A boy’s voice. A little raspy. Small and fragile without the megaphone to amplify it.

I pushed open the front door and finally saw the Truth School killer in all of his insane glory.

Danny Boudreaux wasn’t much more than five three or four. He had thin, squinty eyes like a rodent’s, large ears, a bad buzz haircut. He was an odd-looking boy, clearly an outcast, a freak. I sensed that other kids wouldn’t like him much, that he was a loner, and had been for all his life.

He had a Smith & Wesson semiautomatic aimed chest-high at me.

“Military school,” he reminded me. “I’m an expert marksman, Detective Cross. I have no difficulty with human targets.”

CHAPTER

99

MY HEART was clanging around inside the tight metal cage that was supposed to be my chest. The loud buzzing sound in my head was still there, like irritating static on a radio. I didn’t feel much like a police hero. I felt scared. It was worse than usual. Maybe because the killer was thirteen years old.

Danny Boudreaux knew how to use the semiautomatic clenched in his hand, and sooner or later, he would. The only thing in the universe that mattered to me right then was to get that Smith & Wesson away from him.

The image before me commanded all my attention: a thin, pimply thirteen-year-old boy with a powerful, deadly handgun. A semiautomatic was pointed at my heart. Although Boudreaux’s hand was steady enough, he appeared to be more mentally and physically out of it than I had thought. He was probably decompensating. His behavior was likely to become increasingly more bizarre. His instability was obvious and scary to confront. It was in his eyes. His eyes darted about like birds caught in a glass bubble.
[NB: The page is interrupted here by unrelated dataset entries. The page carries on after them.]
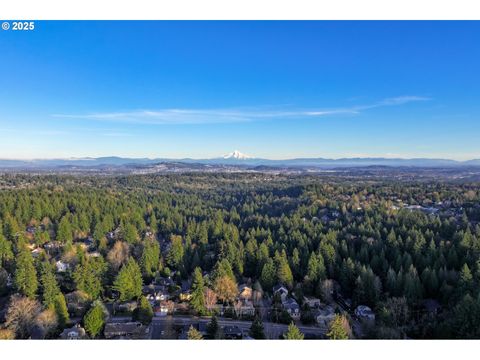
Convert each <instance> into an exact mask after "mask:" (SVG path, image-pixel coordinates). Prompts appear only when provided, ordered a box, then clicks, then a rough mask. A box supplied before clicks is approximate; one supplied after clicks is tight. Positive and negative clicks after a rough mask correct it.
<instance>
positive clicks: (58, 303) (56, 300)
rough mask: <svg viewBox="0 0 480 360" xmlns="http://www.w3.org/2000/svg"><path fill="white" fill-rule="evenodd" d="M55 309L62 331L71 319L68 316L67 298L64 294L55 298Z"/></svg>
mask: <svg viewBox="0 0 480 360" xmlns="http://www.w3.org/2000/svg"><path fill="white" fill-rule="evenodd" d="M53 308H54V310H55V313H56V314H57V319H58V325H59V327H60V328H61V329H63V328H64V327H65V325H67V324H68V322H69V321H70V317H69V315H68V309H67V303H66V301H65V296H63V294H62V293H58V294H57V295H56V296H55V299H54V302H53Z"/></svg>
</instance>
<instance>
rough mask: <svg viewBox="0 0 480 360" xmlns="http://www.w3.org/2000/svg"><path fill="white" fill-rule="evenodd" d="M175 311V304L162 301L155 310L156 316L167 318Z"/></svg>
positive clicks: (167, 301) (168, 301)
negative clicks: (169, 315)
mask: <svg viewBox="0 0 480 360" xmlns="http://www.w3.org/2000/svg"><path fill="white" fill-rule="evenodd" d="M173 310H174V304H173V302H171V301H161V302H160V305H158V306H156V307H155V308H154V310H153V311H154V313H155V316H167V315H168V314H169V313H172V312H173Z"/></svg>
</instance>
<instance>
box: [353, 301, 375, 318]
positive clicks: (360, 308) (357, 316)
mask: <svg viewBox="0 0 480 360" xmlns="http://www.w3.org/2000/svg"><path fill="white" fill-rule="evenodd" d="M354 313H355V316H356V317H357V318H358V319H360V320H367V321H375V313H374V312H373V311H372V309H370V308H369V307H368V306H366V305H358V306H357V308H356V309H355V312H354Z"/></svg>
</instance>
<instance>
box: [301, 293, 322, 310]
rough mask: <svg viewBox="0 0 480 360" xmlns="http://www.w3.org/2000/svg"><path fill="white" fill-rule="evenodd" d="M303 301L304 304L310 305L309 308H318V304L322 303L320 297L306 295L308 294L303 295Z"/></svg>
mask: <svg viewBox="0 0 480 360" xmlns="http://www.w3.org/2000/svg"><path fill="white" fill-rule="evenodd" d="M303 302H304V303H305V304H308V306H310V308H312V309H314V308H319V307H320V305H321V304H322V303H321V301H320V299H317V298H314V297H308V296H304V297H303Z"/></svg>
He was weaving slightly as he stood in the foyer of the Johnson house. He waved the gun in small circles at me. He was wearing a strange sweatshirt with the printed message HAPPY, HAPPY. JOY, JOY.

His short hair was dripping wet with perspiration. His glasses were slightly fogged around the edges. Behind the glasses, his eyes were glazed and shiny-wet. He looked the part of the Truth School killer. I doubted that anyone had ever liked Danny Boudreaux too much. I didn’t.
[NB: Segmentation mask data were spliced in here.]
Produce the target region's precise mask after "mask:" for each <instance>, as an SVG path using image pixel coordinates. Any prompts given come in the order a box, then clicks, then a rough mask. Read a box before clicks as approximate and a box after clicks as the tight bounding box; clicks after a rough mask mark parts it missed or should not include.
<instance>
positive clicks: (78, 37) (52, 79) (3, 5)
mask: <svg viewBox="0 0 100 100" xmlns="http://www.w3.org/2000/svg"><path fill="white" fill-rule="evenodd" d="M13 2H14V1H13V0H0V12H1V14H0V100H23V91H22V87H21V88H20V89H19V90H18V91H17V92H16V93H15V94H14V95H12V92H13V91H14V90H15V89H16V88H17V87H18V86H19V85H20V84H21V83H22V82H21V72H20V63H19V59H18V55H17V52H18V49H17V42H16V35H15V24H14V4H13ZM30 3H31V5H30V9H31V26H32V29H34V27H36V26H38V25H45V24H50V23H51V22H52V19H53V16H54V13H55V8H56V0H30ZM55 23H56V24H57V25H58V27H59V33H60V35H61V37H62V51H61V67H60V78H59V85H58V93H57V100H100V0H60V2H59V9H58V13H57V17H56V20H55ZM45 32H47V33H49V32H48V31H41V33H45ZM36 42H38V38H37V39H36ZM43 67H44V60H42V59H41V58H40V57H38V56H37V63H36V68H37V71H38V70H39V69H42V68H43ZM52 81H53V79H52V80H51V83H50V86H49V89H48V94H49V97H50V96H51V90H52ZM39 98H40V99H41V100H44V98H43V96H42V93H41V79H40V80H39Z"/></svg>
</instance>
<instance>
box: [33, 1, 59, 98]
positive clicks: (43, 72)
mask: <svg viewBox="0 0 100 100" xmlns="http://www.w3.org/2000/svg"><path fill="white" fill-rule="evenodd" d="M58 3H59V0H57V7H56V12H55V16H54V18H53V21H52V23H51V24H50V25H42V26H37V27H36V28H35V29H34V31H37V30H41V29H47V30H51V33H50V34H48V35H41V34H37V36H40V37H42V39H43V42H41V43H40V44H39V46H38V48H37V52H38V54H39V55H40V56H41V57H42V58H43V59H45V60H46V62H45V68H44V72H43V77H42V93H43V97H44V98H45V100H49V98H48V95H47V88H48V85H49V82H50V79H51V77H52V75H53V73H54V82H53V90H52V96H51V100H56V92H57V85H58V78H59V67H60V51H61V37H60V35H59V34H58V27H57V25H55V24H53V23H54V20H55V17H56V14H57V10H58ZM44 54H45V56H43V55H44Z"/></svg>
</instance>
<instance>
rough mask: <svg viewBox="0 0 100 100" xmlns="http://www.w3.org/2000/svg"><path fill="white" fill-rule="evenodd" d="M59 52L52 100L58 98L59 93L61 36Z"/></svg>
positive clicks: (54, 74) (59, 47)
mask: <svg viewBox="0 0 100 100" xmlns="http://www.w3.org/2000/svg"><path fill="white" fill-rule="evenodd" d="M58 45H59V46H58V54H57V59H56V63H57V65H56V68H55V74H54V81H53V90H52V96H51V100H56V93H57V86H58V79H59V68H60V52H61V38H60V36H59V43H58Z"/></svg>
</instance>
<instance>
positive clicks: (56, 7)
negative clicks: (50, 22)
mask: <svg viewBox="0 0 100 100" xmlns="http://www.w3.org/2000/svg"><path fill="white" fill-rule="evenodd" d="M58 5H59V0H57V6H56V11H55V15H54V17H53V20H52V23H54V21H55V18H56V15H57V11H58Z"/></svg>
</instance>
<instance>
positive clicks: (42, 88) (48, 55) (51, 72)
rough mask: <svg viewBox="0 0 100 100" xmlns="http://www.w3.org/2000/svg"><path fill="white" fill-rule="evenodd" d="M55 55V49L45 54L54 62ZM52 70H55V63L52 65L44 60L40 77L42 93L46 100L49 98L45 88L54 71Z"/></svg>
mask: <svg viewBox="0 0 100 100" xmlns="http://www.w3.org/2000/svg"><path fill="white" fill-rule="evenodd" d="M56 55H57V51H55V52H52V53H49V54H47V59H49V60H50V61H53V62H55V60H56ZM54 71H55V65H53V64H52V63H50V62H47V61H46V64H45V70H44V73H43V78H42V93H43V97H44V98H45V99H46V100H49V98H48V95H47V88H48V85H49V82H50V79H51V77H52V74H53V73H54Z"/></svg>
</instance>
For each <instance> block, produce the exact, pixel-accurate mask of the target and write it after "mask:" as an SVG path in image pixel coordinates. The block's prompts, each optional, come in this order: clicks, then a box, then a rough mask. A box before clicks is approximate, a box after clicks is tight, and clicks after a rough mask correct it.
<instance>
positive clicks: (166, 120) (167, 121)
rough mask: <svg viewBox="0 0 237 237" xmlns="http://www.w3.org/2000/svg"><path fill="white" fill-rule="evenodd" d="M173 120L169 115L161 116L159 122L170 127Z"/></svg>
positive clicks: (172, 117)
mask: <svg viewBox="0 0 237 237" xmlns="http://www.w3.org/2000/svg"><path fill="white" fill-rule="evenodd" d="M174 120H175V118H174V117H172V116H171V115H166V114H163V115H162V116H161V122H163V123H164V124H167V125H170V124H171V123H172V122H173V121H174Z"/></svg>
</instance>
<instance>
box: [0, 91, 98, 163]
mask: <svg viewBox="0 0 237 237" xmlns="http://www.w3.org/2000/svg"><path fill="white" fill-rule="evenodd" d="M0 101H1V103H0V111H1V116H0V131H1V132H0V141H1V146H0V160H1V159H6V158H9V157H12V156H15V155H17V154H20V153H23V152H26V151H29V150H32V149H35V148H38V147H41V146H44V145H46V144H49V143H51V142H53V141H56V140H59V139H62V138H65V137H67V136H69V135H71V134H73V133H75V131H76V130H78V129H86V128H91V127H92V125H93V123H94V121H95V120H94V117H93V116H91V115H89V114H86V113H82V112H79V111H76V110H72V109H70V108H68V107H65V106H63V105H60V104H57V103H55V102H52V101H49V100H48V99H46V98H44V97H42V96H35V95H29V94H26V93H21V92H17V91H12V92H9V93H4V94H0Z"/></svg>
His wiry body suddenly snapped rigidly to attention. “Welcome on board, Detective Cross, sir!”

“Hello, Danny,” I spoke to him in a

s low-key and non-threatening a way as I could. “You called, and now I’m here.” I’m the one who’s going to take your ass down.

He kept his distance. He was a jangle of raw nerves and incredible, pent-up anger. He was a puppet without a puppeteer. There was no way to predict how this was going to go from here.